Quando terminou o ensino médio, Bruna se preparou para cursar Relações Internacionais, mesma formação do pai, em São Paulo. Chegou a escolher o lugar onde iria morar e pensou em comprar um carro.

“E minha mãe foi um anjo nesse momento. Ela falou ‘você é muito boa, vai lá [tentar fazer carreira no esporte]’. E eu ‘ah, tá, minha mãe falando que eu sou muito boa, isso significa o quê?' Nunca acreditei muito no meu potencial”, afirma.

“Estava indo por um caminho que foi pré-determinado, eu fazia aquilo que era esperado de mim, queria ser uma boa filha e não conseguia enxergar outro caminho, até que me foi mostrado. Mas eu poderia ter ido para esse caminho que não era meu. E enquanto você é jovem ainda é ok, mas chega uma época da vida que pesa, você paga essa conta”, completa.

Os pais conseguiram pagar a passagem para Bruna se arriscar num campeonato na Venezuela. ”Eu dormi no aeroporto”. Ela foi bem e conseguiu dinheiro para mais uma viagem (ainda com ajuda dos pais).
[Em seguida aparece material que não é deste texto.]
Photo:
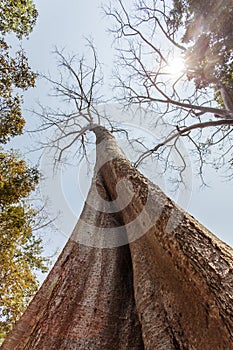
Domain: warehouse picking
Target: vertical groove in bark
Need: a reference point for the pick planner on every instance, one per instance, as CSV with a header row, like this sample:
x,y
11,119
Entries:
x,y
172,287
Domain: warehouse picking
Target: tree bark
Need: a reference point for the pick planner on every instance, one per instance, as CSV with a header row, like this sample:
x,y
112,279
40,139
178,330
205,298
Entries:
x,y
169,287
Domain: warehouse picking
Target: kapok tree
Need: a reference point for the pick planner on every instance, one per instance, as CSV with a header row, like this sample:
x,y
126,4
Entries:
x,y
137,272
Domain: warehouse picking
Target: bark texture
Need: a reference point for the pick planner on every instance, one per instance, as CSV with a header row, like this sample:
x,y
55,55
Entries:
x,y
172,288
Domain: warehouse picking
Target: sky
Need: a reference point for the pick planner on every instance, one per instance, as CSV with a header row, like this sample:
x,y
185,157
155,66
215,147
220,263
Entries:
x,y
65,24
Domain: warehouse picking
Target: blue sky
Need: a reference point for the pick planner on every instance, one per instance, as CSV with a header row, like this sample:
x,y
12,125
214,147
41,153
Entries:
x,y
65,24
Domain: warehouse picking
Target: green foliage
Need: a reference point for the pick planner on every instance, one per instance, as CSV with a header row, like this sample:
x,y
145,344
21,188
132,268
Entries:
x,y
14,73
18,16
209,38
20,250
17,180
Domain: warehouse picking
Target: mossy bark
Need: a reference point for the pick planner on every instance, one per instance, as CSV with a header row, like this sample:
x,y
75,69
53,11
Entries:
x,y
171,288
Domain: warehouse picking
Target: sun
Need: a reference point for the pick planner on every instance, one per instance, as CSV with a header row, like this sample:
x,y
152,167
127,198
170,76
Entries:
x,y
176,66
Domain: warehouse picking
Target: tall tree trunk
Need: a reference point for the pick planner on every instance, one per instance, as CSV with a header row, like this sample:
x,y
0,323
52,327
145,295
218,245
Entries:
x,y
171,288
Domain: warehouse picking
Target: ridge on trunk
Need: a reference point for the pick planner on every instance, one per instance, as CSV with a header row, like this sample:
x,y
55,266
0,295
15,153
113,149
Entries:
x,y
136,273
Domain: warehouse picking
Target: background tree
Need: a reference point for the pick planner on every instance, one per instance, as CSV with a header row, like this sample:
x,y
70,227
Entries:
x,y
175,58
20,249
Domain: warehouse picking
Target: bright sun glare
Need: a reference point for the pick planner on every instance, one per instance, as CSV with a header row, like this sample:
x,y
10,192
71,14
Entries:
x,y
176,66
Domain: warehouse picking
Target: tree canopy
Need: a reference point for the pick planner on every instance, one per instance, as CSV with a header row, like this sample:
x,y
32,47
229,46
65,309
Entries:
x,y
209,36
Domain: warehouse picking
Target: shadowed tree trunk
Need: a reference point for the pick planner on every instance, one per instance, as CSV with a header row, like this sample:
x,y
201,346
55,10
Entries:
x,y
169,288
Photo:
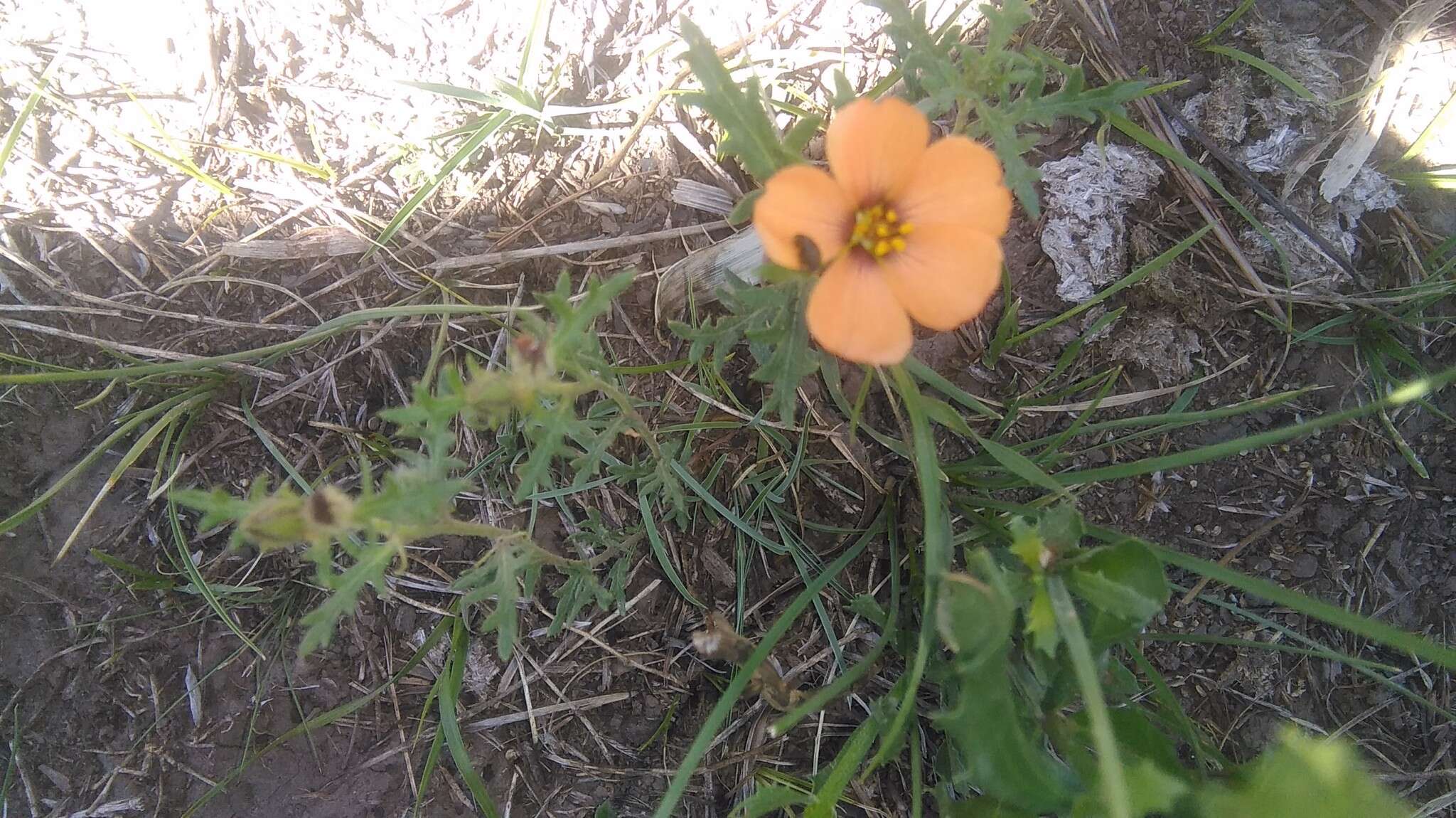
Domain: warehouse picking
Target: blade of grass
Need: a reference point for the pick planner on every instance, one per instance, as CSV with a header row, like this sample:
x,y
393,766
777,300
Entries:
x,y
1108,760
956,393
722,510
450,724
196,577
1257,645
1344,658
678,787
141,445
326,718
1177,158
11,523
316,171
1275,72
321,332
829,792
1225,23
1263,588
1228,449
28,110
1438,126
488,129
823,696
654,539
535,41
936,555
Assim foi indo, até que terminou o ano como a terceira melhor kitesurfista da temporada.

Mas ao se dar conta de que era uma atleta profissional, passou também a conviver com a pressão. Ela diz que precisou de quatro anos para aprender a maneira saudável de se cobrar. Depois disso, conseguiu, enfim, o primeiro título mundial.

Ao longo de sua trajetória, Bruna viu o kitesurfe feminino se popularizar a ponto da elite do circuito ter hoje três brasileiras. A atual melhor do ranking é Mikaili Sol, que aos 16 anos já é duas vezes campeã do mundo e favorita para conquistar seu terceiro título.

Estefania Rosa também é campeã mundial e dona de um projeto social de kite na praia de Cumbuco, no Ceará.

O local abrigará a última e decisiva etapa da temporada 2021, com as três brasileiras na disputa pelo título a partir de 16 de novembro.

Para Bruna, os próximos passos devem ser iniciativas que consigam popularizar o kite, hoje elitizado em razão do alto preço do equipamento.

“A gente já tem o talento e o melhor lugar do mundo para o esporte, o Nordeste. Vem gente do mundo inteiro pra cá [praticá-lo]”, finaliza.